19h:55 – Avenida de uma grande cidade.
No carro, um casal conversa sobre um bárbaro crime cometido contra um jovem de 21 anos.
De repente, disparos, muitos, bem a frente dos dois. Na faixa contrária da rua, uma moto parada e dois homens, um deles aponta um revólver calibre 38 em direção a um cidadão que parecia querer atravessar a via. Não deu tempo, os disparos foram à queima roupa, rápidos, certeiros. O corpo, que há tão pouco tinha tanta vida, cai, desaba sobre o asfalto frio.
Do carro, a moça pode ver todos os detalhes. O fogo da pólvora disparada, na “boca” da arma, as mãos firmes de um assassino, a frieza do piloto da moto, o corpo caindo, meio em câmera lenta, meio despencando em sua frente. Sente, como a batida do coração, o freio do carro, o desvio da direção para não atropelar aquela pessoa baleada e o som dos disparos, que continuam.
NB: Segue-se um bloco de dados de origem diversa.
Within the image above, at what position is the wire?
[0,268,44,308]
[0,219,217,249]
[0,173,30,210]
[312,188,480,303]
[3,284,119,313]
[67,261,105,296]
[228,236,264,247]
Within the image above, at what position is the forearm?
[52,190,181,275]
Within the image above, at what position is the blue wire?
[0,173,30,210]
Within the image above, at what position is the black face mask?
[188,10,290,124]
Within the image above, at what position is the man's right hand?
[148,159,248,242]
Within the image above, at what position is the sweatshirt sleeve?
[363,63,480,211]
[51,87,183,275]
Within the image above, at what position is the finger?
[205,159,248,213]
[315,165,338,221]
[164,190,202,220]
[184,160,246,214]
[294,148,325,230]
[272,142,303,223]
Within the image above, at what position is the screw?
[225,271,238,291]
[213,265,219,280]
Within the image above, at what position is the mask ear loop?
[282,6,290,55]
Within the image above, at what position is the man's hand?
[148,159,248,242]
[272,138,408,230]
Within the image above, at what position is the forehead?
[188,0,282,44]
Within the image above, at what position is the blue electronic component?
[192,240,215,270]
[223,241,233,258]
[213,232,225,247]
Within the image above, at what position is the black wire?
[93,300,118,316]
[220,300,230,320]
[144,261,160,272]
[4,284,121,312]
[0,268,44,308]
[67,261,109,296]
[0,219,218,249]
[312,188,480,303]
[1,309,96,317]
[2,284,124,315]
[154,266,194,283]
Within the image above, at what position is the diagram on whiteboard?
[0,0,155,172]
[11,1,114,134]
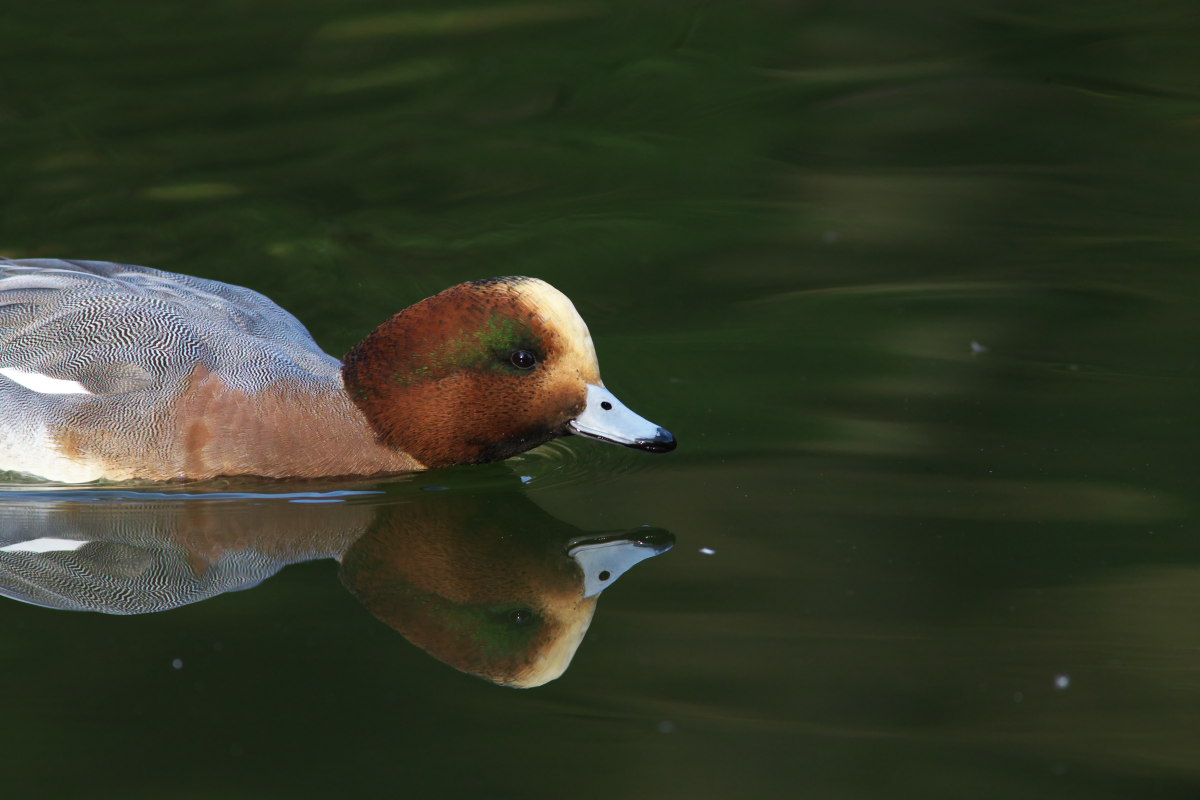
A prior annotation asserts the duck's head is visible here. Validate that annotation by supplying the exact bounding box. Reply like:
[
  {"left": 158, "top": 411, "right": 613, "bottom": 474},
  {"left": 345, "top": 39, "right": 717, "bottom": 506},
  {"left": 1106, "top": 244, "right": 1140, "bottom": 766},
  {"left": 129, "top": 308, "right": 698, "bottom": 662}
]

Olha para frente, enxerga pista livre e grita “Amor, acelera!”.
Ainda sem conseguir pensar, a moça pega o telefone e liga para o 190 relatando tudo o que aconteceu. Quando pensou que teria que esperar minutos longos, alguém atendeu e ela relatou tudo o que presenciara. Exatos onze minutos depois alguém que se identificou como tenente do corpo de bombeiros ligou para confirmar o fato e a exata localização para enviar o socorro. Novos relatos e um choro compulsivo.
Afinal, que diabos de cidade é essa em que uma pessoa sai do trabalho e dá de cara com um assassinato? Assim, simples, normal, corriqueiro?!? Qual a possibilidade de alguém presenciar alguém matando... alguém? Acreditem, é algo totalmente irreal, inenarrável, assustador, chocante, revoltante... Diferente de tudo o que se possa ser dito ou visto. O cinema é ficção, as fotos dos jornais ou imagens da tv têm o verbo no passado, “morreu”, “foi assassinado”. Diferente é esse verbo no presente, é estar na cena do crime.
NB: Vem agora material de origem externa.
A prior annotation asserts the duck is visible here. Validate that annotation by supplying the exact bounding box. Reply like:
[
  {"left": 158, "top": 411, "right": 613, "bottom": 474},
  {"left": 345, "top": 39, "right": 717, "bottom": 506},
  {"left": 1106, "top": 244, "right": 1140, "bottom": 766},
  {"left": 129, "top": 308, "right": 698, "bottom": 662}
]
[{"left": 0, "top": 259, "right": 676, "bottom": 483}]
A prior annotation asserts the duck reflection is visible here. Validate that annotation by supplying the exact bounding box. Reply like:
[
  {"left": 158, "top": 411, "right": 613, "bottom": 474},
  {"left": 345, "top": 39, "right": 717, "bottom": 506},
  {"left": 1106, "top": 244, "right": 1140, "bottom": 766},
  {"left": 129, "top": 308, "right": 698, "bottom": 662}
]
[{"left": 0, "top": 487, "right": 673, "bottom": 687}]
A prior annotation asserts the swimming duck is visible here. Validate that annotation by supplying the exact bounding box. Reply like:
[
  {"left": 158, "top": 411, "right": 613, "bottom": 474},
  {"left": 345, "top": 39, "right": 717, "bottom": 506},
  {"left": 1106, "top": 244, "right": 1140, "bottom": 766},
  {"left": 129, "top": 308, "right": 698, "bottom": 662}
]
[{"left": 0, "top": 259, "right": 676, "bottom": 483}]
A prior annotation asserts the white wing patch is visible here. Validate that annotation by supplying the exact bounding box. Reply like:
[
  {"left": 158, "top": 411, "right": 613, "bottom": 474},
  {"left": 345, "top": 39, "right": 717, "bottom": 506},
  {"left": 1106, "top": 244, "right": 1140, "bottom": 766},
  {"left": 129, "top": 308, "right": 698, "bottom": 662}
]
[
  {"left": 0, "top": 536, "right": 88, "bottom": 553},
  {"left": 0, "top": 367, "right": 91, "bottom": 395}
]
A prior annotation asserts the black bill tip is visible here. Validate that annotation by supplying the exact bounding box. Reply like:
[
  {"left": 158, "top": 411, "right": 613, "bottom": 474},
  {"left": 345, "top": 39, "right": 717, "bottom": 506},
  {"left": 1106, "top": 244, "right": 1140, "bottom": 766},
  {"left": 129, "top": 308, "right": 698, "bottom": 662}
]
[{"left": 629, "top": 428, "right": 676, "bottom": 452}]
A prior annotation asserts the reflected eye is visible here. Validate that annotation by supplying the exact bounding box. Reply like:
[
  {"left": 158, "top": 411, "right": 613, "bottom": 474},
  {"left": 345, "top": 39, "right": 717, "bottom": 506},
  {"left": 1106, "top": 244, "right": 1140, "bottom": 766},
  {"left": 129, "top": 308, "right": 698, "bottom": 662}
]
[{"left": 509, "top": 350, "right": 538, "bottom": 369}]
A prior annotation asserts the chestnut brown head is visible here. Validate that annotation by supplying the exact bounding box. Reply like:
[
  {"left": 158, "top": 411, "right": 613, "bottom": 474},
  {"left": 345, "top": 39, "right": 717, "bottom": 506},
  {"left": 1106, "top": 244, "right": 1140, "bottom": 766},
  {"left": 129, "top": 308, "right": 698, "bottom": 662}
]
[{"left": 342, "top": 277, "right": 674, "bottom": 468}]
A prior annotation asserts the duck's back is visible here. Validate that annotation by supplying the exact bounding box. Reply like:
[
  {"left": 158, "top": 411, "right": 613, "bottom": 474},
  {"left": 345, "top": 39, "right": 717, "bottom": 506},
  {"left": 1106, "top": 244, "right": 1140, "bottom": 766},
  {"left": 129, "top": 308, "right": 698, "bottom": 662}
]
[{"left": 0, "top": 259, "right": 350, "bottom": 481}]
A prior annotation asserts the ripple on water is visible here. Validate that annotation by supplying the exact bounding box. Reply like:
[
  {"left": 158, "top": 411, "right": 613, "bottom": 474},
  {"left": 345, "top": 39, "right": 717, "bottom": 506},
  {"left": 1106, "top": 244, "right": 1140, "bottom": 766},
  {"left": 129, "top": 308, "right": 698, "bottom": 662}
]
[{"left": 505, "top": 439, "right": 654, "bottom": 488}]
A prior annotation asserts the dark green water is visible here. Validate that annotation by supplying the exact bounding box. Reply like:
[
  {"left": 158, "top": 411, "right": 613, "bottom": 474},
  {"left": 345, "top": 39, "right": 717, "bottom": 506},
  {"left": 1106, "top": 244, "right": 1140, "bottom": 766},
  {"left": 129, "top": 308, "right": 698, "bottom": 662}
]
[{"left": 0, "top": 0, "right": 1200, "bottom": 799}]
A pessoa que vi ser assassinada, na Avenida Norte, Recife, na segunda feira, 20 de novembro de 2006, era comerciante, tinha 36 anos e se chamava Luiz Antônio do Nascimento. Ele ainda chegou a ser socorrido para o Hospital da Restauração, mas não resistiu e morreu.Infelizmente não faço idéia de quem foram seus assassinos, nem o motivo (se é que se existe motivo pra isso) do crime. Mas sei que a violência chegou a tal ponto que é impossível continuarmos, como ouvi tanto essa semana, dizendo “é assim mesmo”, “acontece toda hora”, “não podemos fazer nada”.
Infelizmente, esse é um relato real. Eu e Adônis saímos, graça a Deus, ilesos dessa. E estamos nos esforçando para apagar a cena da cabeça e continuar a ter uma vida “normal”.